The first step in developing an image model is obtaining labeled training data. For this task we used Incubit’s AI Platform (IAP) to create segmentation labels. Figure 2 shows an example of how we annotated an image to show segments of four classes of interest: main trunk, sucker branch, tomato branch, and tomato.
These annotations were stored as JSON files and used to create segmentation masks. Figure 3 shows an example of these masks, created from a crop of the above annotations, which was fed directly into the model as labels:
We based on model architecture on SegNet, a well-known deep neural network which excels in image segmentation applications. Figure 4 shows a simplified overview of the architecture used.
A high-level summary of the architecture is this: the original image is passed through a number of encoding blocks, each of which consists of several convolutional layers, batch normalization, and ReLU activation layers, followed by a pooling layer. The reduced features are then passed through a series of upsampling layers. Loss is computed from the cross entropy between the sigmoid output of the final convolutional layer and the segmentation targets (labels).
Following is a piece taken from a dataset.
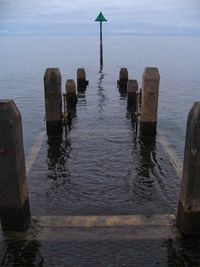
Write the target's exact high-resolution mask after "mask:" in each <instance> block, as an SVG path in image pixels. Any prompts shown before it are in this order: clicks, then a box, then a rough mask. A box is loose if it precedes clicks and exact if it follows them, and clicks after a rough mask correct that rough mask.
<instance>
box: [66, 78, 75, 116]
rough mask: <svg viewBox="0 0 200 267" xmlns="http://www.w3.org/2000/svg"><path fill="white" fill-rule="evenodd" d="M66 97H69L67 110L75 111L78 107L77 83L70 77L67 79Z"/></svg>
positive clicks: (71, 111) (67, 106) (66, 82)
Training was performed with a constant learning rate of 0.00001 until there was no improvement in the test error rate for 10 consecutive epochs. A random parameter search yielded the following combination of optimal hyperparameters: 5 encoding and decoding blocks, 32 initial filters, a dropout rate of 0.25, and independent pooling indexes between the encoding and decoding layers.
Image augmentation was used to both increase the size of the training pool and to help generalize the model. A combination of flips, crops, random noise, Gaussian blur, fine and coarse dropout, perspective transformations, piecewise affines, rotations, shears, and elastic transformations were used from the imgaug library to reach this end.
Figure 5 shows an example of an annotated output frame produced by the trained model.
One of the expected outcomes of this project is the ability to automatically locate the origin and direction of branches growing from the main trunk. To do this, we can utilize the segmentation outputs for the trunk and branch classes. We wrote an algorithm to detect branches which are attached to the main trunk and to extract this information. The steps are:
Figure 6 shows an example of a branch direction vector drawn from the base of the branch, at the trunk, to the midpoint of the branch:
Branch vectors, along with the segmented classes, are superimposed on the original raw image.
Here is a video showing the results of this analysis on a tomato garden. Visible are the different class segments and the branch direction vectors.
We look forward to applying this technology to other interesting and novel use cases.